L’ulteriore brutta notizia è che non si tratta di una novità: al contrario, si inscrive nel quadro di un Paese stagnante e diseguale, in cui negli ultimi 20 anni, come quasi tutti sanno per esperienza personale o famigliare, la dinamica del lavoro è fatta di precarietà, frammentazione di impiego, stipendi da fame e condizioni impossibili per giovani e madri. C’è dunque assai poco da festeggiare, ma vale la pena fare un altro distinguo: proprio i giovani e le donne sono il cuore della Sacra Famiglia, nonché motore propulsore della spinta demografica cui tanto tiene il governo. Logica vorrebbe che l’esecutivo autoproclamatosi a fianco degli ultimi, incassata la vittoria di Pirro da esibire a media che spesso non fanno più lo sforzo di smontare la propaganda, riflettesse allora su queste condizioni: per sostenere famiglie, ragazzi e donne è necessario invertire la marcia. E radicalmente. Invece, dopo aver varato il 1º maggio scorso, in spregio alla storia nazionale, un “decreto lavoro” che liberalizza l’uso dei contratti a termine ed estende quello dei voucher rendendoli competitivi rispetto a una vera busta paga – forse non sanno che in Italia il 30% dei dipendenti privati guadagna all’anno meno di 12 mila euro lordi – adesso, in sordina, il governo si prepara ad aumentare l’incidenza del lavoro interinale e a togliere la protezione dalle cosiddette dimissioni in bianco (dopo 5 giorni di assenza ingiustificata, si considerano dimissioni volontarie). La ministra interessata, Elvira Calderone, sta infatti lavorando a un disegno di legge che ha quei due punti forti: sempre, naturalmente, con l’obiettivo di favorire l’occupazione.
È doveroso allora chiedersi di quale occupazione si tratti, e quanto questa strada sbatta vigorosamente contro la linea indicata all’articolo 3 della Costituzione: “È compito della Repubblica rimuovere gli ostacoli di ordine economico e sociale che, limitando di fatto la libertà e l’eguaglianza dei cittadini, impediscono il pieno sviluppo della persona umana e l’effettiva partecipazione di tutti i lavoratori all’organizzazione politica, economica e sociale del Paese”. Già oggi, questo caposaldo dei diritti costituzionali è calpestato nei fatti: in Italia 2,9 milioni di persone lavorano irregolarmente, occupate soprattutto nell’agricoltura, nelle costruzioni, nel commercio e nella ristorazione.
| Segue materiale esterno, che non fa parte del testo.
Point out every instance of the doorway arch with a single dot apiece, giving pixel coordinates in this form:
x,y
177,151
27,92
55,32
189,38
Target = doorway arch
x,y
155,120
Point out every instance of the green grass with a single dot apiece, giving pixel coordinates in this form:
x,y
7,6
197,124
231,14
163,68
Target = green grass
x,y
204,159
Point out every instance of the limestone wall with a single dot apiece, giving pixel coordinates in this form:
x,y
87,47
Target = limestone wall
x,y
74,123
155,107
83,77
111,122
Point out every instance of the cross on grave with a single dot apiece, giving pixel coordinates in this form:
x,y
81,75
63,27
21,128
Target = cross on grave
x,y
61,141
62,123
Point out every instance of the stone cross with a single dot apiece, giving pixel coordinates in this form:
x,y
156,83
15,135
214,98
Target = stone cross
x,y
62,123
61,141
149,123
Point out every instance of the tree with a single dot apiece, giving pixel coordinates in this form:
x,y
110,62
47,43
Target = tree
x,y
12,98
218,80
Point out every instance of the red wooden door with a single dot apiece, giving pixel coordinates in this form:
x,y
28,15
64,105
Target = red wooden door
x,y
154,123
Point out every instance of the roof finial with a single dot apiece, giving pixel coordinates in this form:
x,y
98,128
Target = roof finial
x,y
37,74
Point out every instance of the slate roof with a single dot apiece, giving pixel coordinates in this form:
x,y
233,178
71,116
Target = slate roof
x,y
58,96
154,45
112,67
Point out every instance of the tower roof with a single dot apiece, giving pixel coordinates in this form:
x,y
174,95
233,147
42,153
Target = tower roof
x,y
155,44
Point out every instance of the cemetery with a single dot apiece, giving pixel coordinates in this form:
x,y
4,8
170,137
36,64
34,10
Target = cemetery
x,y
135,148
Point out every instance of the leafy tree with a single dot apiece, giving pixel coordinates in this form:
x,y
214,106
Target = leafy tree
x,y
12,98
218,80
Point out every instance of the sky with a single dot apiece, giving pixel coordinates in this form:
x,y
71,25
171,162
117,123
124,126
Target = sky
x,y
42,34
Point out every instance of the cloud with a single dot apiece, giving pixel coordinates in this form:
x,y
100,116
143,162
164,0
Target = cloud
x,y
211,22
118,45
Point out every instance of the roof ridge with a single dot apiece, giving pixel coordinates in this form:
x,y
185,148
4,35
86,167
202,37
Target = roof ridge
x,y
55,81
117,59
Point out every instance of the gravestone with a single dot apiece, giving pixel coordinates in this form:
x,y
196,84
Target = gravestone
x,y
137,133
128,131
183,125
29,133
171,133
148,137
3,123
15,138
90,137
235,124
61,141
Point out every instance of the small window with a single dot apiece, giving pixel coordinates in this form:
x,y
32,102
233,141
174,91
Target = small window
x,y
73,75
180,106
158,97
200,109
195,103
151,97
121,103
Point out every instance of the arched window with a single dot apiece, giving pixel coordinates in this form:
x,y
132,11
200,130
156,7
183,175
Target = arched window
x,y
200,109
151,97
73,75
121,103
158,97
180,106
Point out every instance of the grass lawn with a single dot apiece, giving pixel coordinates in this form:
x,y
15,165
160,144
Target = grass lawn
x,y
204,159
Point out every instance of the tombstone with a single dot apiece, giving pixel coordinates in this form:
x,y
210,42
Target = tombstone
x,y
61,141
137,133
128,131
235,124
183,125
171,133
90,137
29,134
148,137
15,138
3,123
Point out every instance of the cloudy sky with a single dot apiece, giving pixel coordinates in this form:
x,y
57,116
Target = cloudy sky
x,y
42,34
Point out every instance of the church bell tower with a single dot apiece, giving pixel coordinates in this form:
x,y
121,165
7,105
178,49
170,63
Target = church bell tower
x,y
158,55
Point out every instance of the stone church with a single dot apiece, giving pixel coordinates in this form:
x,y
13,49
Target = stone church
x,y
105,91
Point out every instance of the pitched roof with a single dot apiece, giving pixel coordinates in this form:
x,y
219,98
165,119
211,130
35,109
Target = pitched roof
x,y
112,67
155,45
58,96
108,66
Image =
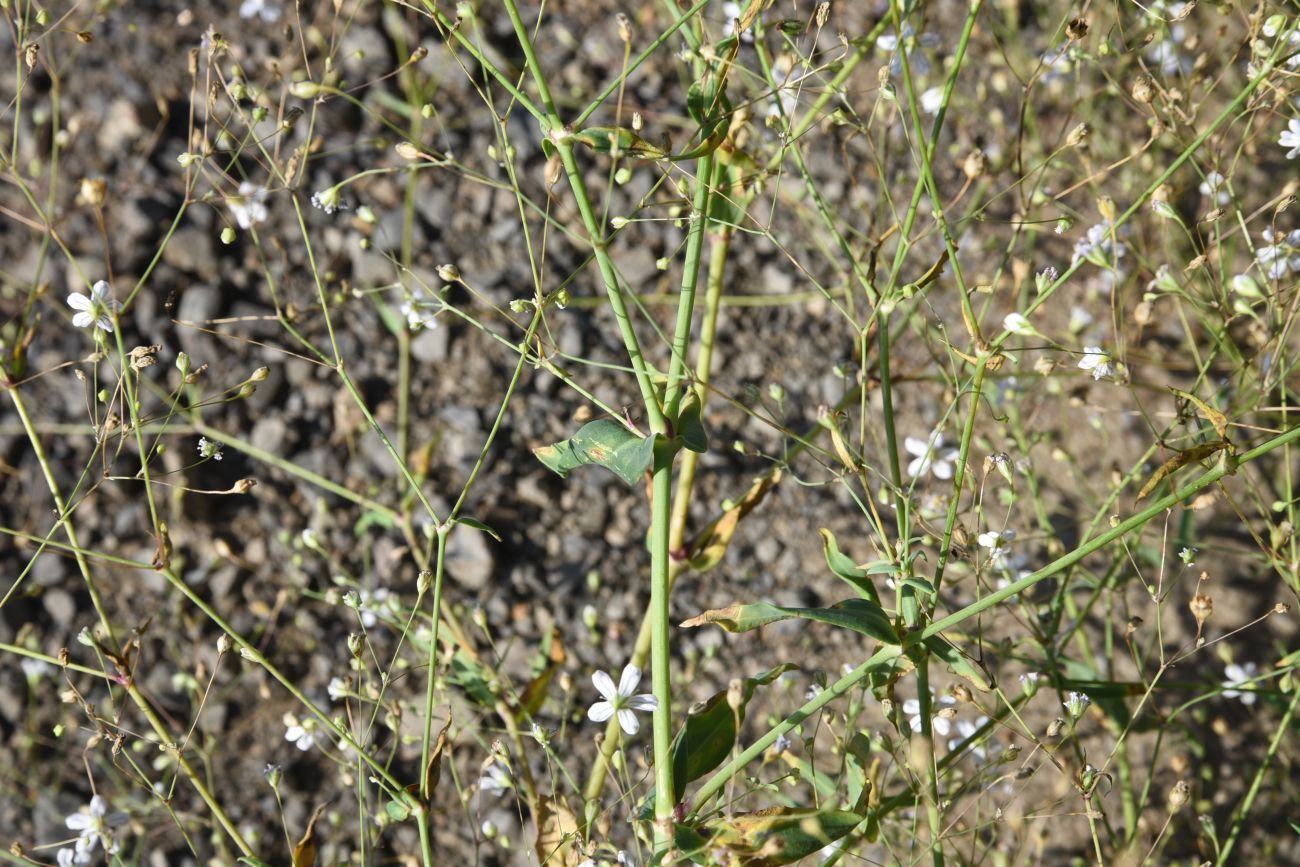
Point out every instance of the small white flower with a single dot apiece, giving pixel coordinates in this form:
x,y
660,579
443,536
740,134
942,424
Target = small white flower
x,y
369,602
931,99
495,779
208,449
1238,676
300,733
73,857
1077,703
94,826
1290,138
1214,186
329,200
95,310
1018,324
999,545
1097,360
930,456
941,725
620,699
248,207
269,12
420,311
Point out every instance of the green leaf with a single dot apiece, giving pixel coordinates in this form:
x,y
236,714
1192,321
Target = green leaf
x,y
781,835
473,679
690,425
707,736
607,139
605,443
859,615
960,663
846,569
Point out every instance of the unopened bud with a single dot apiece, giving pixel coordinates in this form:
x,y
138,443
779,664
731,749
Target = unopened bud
x,y
306,90
1179,796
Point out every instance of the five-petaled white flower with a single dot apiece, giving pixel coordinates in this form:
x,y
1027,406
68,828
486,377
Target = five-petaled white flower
x,y
95,310
269,12
620,699
94,826
1238,676
1018,324
1097,360
940,724
1077,703
209,449
930,456
495,779
908,44
248,207
999,545
1290,138
300,733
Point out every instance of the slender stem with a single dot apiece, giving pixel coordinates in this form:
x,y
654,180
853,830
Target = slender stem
x,y
1257,783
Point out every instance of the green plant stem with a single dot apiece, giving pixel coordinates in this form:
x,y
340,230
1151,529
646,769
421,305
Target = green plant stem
x,y
1243,810
1227,464
131,689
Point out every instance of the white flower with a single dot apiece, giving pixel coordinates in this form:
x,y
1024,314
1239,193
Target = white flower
x,y
1097,360
329,200
94,826
337,689
909,43
300,735
930,455
1290,138
1018,324
941,725
248,207
495,779
1075,703
269,12
1099,246
369,602
208,449
965,732
999,545
620,699
1214,186
1238,676
419,311
931,99
73,858
95,310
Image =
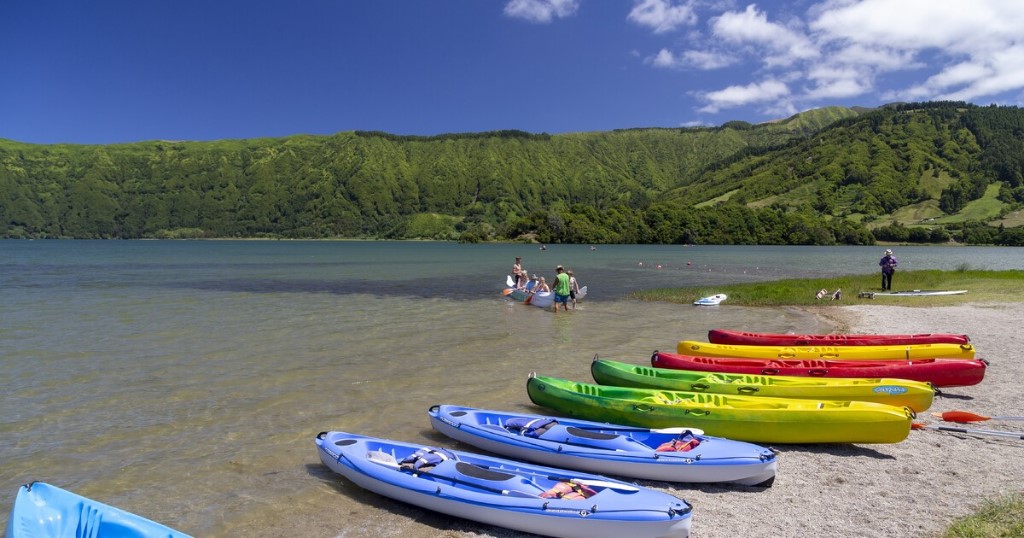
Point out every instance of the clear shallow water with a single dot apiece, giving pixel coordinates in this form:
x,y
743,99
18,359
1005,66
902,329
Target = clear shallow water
x,y
186,380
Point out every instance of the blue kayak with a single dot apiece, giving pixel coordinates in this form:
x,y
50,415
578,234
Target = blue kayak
x,y
510,494
673,454
42,510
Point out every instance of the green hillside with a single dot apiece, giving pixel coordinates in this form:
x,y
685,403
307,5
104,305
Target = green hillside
x,y
824,176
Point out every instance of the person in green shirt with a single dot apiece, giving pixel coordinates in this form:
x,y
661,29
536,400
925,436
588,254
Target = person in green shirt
x,y
561,289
Sono uomini e donne che non scelgono questa condizione, ma la subiscono. Così come sono vittime di stipendi sotto la soglia della sussistenza: non solo il nostro è l’unico Paese Ocse in cui i salari reali sono diminuiti dal 1990 a oggi, ma è anche quello in cui il lavoro povero si concentra sulle donne (occupate solo nel 55% dei casi, e nel 64% dei part time) e sui giovani. Perché, allora, perseverare su questa strada, con misure precarizzanti? Qual è l’obiettivo? Difficile dirsi. Ma è utile ricordare che una popolazione stremata, cui è stato tolto anche il sostegno del Reddito di cittadinanza, non potrà mai essere un soggetto compiutamente politico, capace di partecipare alla vita democratica. Così come prevederebbe la Costituzione.